Nous prîmes le thé, nous mangeâmes, nous causâmes. Le champagne vint. Je trinquai avec Julian, gaiement. Je chantai comme autrefois de folles chansonnettes, celles qu’il aimait ; je posai à plusieurs reprises, étourdiment, la pointe de mon pied sur le sien. Mais il resta froid et sérieux comme à l’ordinaire.

Et, croyez-moi, quand je vis que toutes mes coquetteries étaient vaines, qu’il restait indifférent à ma beauté et à mes charmes, je me repris à l’aimer, cet homme, à le désirer, à l’aimer avec passion. Et je voulais le séduire, à tout prix le ramener à mes pieds, le rendre mon esclave, ne fût-ce que pour une heure.

Je fis un signe à Wally. Elle nous laissa seuls.

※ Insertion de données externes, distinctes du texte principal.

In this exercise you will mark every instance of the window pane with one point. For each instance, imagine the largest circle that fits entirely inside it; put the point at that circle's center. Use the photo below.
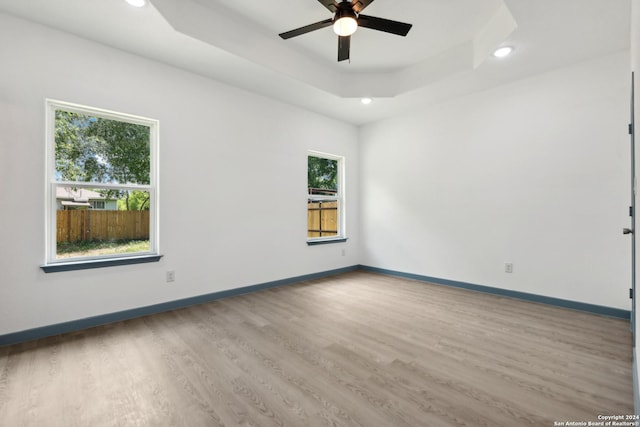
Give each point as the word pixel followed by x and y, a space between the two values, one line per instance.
pixel 322 218
pixel 95 149
pixel 322 176
pixel 121 227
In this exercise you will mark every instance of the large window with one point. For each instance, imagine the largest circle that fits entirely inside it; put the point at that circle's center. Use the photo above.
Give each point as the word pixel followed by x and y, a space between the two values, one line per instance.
pixel 325 198
pixel 101 185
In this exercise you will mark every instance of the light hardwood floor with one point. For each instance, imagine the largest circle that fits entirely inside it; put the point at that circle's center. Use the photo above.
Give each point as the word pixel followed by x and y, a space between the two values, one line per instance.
pixel 359 349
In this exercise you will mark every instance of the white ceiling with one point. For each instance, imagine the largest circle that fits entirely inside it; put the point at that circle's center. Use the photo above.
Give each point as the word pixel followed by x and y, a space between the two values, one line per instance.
pixel 447 52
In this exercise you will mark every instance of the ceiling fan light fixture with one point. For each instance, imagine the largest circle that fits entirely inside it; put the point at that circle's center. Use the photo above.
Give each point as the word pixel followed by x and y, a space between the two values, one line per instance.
pixel 503 51
pixel 345 23
pixel 136 3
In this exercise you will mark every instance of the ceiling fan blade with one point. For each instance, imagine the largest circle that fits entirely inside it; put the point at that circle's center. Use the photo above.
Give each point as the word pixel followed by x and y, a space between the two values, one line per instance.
pixel 344 48
pixel 330 4
pixel 386 25
pixel 306 29
pixel 359 5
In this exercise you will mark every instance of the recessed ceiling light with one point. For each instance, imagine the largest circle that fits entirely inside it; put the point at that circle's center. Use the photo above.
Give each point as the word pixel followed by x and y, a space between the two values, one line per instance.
pixel 503 51
pixel 136 3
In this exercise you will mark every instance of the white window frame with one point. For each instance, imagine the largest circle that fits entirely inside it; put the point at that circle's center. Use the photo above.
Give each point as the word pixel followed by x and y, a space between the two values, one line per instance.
pixel 51 183
pixel 339 196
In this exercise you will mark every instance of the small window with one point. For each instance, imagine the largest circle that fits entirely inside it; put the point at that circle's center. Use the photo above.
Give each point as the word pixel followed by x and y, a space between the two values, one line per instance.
pixel 325 197
pixel 102 184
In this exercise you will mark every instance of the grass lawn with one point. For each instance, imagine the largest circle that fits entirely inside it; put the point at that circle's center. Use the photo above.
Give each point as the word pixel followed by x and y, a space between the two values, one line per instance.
pixel 95 248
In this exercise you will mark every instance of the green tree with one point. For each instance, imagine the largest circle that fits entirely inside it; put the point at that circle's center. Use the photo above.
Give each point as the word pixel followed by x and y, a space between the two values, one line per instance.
pixel 95 149
pixel 322 173
pixel 134 201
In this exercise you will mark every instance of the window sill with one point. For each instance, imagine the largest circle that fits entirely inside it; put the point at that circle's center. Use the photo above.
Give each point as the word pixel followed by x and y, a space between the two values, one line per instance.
pixel 86 265
pixel 326 241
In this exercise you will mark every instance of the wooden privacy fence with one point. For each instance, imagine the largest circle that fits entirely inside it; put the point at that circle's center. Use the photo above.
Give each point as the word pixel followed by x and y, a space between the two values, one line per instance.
pixel 322 219
pixel 88 224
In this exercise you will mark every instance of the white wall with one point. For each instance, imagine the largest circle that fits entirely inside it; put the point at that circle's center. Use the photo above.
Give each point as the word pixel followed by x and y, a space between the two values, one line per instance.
pixel 535 173
pixel 233 180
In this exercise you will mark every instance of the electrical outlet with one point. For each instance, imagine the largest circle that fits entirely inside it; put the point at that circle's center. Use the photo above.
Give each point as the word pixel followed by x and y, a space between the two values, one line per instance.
pixel 171 276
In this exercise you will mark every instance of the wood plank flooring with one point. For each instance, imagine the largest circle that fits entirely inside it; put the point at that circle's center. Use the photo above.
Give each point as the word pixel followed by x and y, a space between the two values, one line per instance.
pixel 360 349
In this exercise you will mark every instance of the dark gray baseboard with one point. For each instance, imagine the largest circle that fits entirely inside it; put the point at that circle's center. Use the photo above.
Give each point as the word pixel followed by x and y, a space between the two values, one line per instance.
pixel 574 305
pixel 90 322
pixel 80 324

Je bus avidement quelques verres de champagne, puis je me plaignis de la chaleur, je me levai, et tout à coup, je m’assis sur les genoux de Julian et l’enlaçai bien fort de mes deux bras.

— Tu t’agites trop, mon enfant, me dit Julian.

Il n’y avait pas trace d’ironie dans sa voix, mais quelque chose de glacial qui me dégrisa. Mon honneur me parut menacé si je ne ressaisissais pas son amour, si je ne le ramenais pas à frémir sous mon regard.